China's Purchasing Managers' Index (PMI) for the manufacturing sector fell to 50.6 per cent in April from 50.9 per cent in March, raising concerns over continued slowdown of the world's second largest economy.
The China Federation of Logistics and Purchasing (CFLP) said on Wednesday that it was the seventh consecutive month that the PMI figure stayed above 50 per cent, which demarcates expansion from contraction.
China's gross domestic product (GDP) growth fell to 7.7 per cent in the first quarter of this year compared to the 7.9 per cent growth in the last quarter of 2012 belying expectations of surge in the growth due to excessive liquidity and reforms by new leadership.

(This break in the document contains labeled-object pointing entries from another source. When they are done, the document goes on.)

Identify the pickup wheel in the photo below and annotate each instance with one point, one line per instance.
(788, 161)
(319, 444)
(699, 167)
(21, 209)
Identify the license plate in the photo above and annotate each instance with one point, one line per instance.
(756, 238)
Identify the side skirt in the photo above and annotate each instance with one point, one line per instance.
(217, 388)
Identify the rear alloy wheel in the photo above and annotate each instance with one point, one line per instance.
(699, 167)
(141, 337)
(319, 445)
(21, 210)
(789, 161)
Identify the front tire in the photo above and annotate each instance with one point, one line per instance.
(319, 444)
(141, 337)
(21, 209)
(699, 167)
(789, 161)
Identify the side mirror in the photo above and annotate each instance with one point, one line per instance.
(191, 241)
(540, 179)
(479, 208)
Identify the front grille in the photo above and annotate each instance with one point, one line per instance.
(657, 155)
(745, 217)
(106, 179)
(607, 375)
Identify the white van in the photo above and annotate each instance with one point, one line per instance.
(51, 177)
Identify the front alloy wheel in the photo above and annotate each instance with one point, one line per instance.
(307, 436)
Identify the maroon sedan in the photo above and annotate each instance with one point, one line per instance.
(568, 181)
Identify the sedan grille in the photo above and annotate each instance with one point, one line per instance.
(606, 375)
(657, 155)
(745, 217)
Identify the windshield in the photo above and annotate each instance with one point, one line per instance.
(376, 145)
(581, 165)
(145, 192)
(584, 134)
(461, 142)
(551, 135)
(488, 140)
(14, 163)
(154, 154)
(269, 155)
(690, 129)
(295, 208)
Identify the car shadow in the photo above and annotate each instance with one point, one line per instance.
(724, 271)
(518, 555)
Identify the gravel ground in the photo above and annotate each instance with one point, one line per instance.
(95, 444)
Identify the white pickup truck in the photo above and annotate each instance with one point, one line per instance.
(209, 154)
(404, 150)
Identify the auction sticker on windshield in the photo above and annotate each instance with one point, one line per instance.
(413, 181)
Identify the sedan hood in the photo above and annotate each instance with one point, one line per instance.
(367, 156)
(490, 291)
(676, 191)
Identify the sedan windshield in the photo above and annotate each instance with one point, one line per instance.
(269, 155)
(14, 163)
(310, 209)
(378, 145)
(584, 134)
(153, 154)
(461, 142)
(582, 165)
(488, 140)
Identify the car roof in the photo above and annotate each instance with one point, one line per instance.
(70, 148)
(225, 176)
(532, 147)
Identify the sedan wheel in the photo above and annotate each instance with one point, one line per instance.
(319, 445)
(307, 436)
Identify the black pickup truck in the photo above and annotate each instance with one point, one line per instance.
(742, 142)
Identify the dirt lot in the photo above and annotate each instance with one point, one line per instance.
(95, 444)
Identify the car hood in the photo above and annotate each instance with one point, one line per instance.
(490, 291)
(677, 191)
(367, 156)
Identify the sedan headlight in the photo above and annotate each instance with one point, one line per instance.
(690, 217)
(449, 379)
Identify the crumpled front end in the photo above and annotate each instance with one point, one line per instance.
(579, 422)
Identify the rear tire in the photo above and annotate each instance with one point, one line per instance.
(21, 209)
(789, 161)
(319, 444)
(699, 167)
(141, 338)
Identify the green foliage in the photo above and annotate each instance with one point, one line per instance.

The April PMI showed that the foundation for China's economic recovery is not solid enough, Zhang Liqun, an analyst from the Development Research Centre of China's Cabinet said.

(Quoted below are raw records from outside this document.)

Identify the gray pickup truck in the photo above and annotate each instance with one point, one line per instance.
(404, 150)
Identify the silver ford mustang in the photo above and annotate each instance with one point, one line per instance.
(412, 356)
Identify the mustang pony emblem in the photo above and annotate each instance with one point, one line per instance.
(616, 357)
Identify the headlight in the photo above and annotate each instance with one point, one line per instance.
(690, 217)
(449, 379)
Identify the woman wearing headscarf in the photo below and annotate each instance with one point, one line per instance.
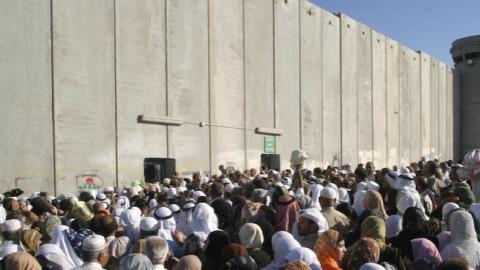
(189, 262)
(414, 226)
(464, 243)
(214, 245)
(204, 221)
(51, 256)
(60, 239)
(30, 240)
(374, 201)
(282, 243)
(374, 227)
(21, 261)
(365, 250)
(330, 249)
(136, 261)
(130, 220)
(306, 255)
(251, 237)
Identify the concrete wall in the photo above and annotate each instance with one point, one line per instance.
(76, 74)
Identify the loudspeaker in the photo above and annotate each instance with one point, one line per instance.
(157, 169)
(272, 161)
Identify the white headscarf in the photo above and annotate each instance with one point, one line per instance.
(306, 255)
(282, 243)
(60, 239)
(204, 221)
(54, 254)
(393, 225)
(130, 220)
(251, 236)
(464, 243)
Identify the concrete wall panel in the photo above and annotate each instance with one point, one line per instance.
(227, 83)
(259, 64)
(332, 128)
(26, 137)
(364, 93)
(393, 106)
(434, 135)
(311, 82)
(84, 93)
(187, 78)
(425, 99)
(450, 114)
(349, 90)
(415, 106)
(140, 36)
(379, 99)
(287, 77)
(442, 110)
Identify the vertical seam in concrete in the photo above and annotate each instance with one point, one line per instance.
(300, 71)
(166, 76)
(274, 70)
(244, 91)
(209, 91)
(53, 101)
(115, 86)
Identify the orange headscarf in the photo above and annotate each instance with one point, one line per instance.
(324, 248)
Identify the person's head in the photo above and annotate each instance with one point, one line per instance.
(156, 248)
(421, 183)
(370, 168)
(105, 226)
(328, 197)
(455, 264)
(94, 249)
(330, 245)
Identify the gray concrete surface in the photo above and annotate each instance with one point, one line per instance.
(339, 90)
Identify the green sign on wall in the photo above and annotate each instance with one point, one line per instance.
(269, 145)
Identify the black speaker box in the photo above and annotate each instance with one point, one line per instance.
(156, 169)
(272, 161)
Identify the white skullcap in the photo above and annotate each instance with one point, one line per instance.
(328, 193)
(166, 181)
(174, 208)
(188, 206)
(372, 185)
(197, 194)
(94, 242)
(171, 193)
(11, 225)
(163, 213)
(148, 224)
(316, 216)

The decline in orders caused the fall in the inventory level, and a sharp drop in the sub-index for purchasing prices of raw materials suggests the corporate confidence was undermined, Zhang said, stressing that efforts should be made to stabilise domestic demand.
According to the CFLP, orders received by manufacturers dropped in April, as the sub-index for new orders edged down 0.6 percentage points from the previous month to 51.7 per cent.

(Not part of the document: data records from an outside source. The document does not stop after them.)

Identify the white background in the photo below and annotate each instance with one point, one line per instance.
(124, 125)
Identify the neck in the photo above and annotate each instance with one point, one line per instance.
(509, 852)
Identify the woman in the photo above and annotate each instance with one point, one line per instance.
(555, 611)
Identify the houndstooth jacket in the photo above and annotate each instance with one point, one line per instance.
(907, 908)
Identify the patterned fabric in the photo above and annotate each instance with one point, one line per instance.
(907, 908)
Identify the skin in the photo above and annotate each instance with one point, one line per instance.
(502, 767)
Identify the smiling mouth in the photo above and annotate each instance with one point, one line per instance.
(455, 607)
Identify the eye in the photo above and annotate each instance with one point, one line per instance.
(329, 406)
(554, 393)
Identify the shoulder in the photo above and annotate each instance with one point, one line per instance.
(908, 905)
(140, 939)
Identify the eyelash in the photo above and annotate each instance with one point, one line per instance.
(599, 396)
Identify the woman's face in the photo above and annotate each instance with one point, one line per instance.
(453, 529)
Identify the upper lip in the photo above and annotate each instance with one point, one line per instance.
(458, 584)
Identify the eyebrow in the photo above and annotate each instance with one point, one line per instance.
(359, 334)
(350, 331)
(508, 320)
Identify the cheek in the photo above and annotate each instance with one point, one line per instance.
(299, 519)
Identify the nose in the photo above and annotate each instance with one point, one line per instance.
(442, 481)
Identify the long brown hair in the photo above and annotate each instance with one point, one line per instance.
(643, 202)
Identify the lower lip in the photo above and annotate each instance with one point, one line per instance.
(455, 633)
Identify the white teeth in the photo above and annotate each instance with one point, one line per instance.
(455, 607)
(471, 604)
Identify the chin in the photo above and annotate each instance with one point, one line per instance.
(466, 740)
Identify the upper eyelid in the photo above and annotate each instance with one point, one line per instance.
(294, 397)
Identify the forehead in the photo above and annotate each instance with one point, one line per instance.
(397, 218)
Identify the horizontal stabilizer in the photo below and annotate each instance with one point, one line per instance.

The sub-index for purchasing prices of raw materials tumbled 10.5 percentage points to 40.1 per cent, the first reading below 50 after the sub-index stayed above the demarcation level for seven consecutive months, state-run news agency Xinhua reported.
The sub-index for finished goods inventories moved down 2.5 percentage points from the previous month to 47.7 per cent, while the sub-index for production shrank slightly by 0.1 percentage points to 52.6 per cent.
The sub-index for raw materials inventories remained flat at 47.5 per cent in April, the CFLP statement said.